According to the State Energy Office, North Carolina received SEP grants in 2013 and 2014.
From the 2013 grant, the state shared $400,000 in regional planning funds to study for economic benefits and other effects of clean energy manufacturing and energy-related jobs in sectors such as alternative-fuel vehicles, biofuels, energy efficiency, energy storage and solar and wind power.
The 2014 grant awarded $425,000 in funds to plan and develop energy coordination between North and South Carolina. The program is being administered in part through the University of North Carolina at Charlotte, but so far, none of the grant funds have been used, according to the energy office, which administers the grants program.
Another grant for the 2015 cycle, which is aimed at studying energy-efficient lighting, heating and air conditioning and insulation, is pending.
North Carolina reaped its biggest grant under the Clean Energy and Manufacturing Initiative, which explores new materials, technologies and manufacturing processes. That funding, announced in January 2014 during a visit to N.C. State by President Barack Obama, provides a $70 million matching grant to $70 million in privately raised money over five years for the Next Generation Power Institute at the university.
Betsy McCorkle, director of government affairs for the N.C. Sustainable Energy Association, an advocacy group that has been working to raise awareness about the programs, said the N.C. State institute is a good example of how the grants can work for the state. The project, she said, has helped propel the state to the forefront of clean manufacturing and energy-efficiency research.
“This is the home of the institute,” McCorkle said. “It’s all happening here. We are training people here.”

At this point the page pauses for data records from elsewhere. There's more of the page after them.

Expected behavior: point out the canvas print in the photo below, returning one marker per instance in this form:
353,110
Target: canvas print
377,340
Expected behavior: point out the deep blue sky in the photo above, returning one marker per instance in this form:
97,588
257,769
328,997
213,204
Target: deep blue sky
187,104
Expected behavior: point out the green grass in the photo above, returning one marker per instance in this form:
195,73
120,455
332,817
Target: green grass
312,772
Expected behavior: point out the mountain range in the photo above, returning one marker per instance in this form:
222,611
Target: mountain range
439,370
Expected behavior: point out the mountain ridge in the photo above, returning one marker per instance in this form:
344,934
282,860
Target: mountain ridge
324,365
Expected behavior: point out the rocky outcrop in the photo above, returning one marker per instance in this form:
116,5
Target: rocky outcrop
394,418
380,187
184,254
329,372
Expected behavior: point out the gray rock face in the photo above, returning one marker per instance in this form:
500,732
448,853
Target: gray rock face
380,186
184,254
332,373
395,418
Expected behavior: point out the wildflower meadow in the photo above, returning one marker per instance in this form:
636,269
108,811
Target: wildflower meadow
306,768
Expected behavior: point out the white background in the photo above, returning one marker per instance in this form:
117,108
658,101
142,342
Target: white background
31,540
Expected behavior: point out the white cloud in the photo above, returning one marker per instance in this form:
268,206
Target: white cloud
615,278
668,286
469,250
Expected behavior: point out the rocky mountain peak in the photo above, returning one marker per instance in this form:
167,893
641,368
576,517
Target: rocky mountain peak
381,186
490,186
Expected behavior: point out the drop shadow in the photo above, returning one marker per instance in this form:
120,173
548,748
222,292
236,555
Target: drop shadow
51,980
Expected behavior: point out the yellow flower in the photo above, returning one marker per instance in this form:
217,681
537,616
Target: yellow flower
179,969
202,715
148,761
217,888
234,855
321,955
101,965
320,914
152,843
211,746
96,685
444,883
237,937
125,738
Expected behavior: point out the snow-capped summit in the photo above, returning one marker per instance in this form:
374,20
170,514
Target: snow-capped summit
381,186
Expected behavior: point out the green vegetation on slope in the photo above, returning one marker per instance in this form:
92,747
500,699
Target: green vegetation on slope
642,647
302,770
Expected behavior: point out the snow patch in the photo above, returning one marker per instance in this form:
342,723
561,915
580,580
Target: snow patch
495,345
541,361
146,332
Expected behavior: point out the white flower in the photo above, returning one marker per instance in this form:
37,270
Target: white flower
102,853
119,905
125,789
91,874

McCorkle said that although the provision affects only future grants and would not stop current projects, the worry is that a ban on applications would lead to a shift in future federal resources away from the state.
“Those grants aren’t going away,” she said. “If they don’t go to North Carolina they’ll go to another state.”
So far, DENR officials have declined to take a public position for or against the Senate provision.
Harrison said she doesn’t know if the provision will survive negotiations in the House and Senate budget committee. Appropriations committee members from both chambers have yet to begin regular meetings while negotiators work out a compromise revenue plan. The current, temporary spending for the state ends Aug. 14.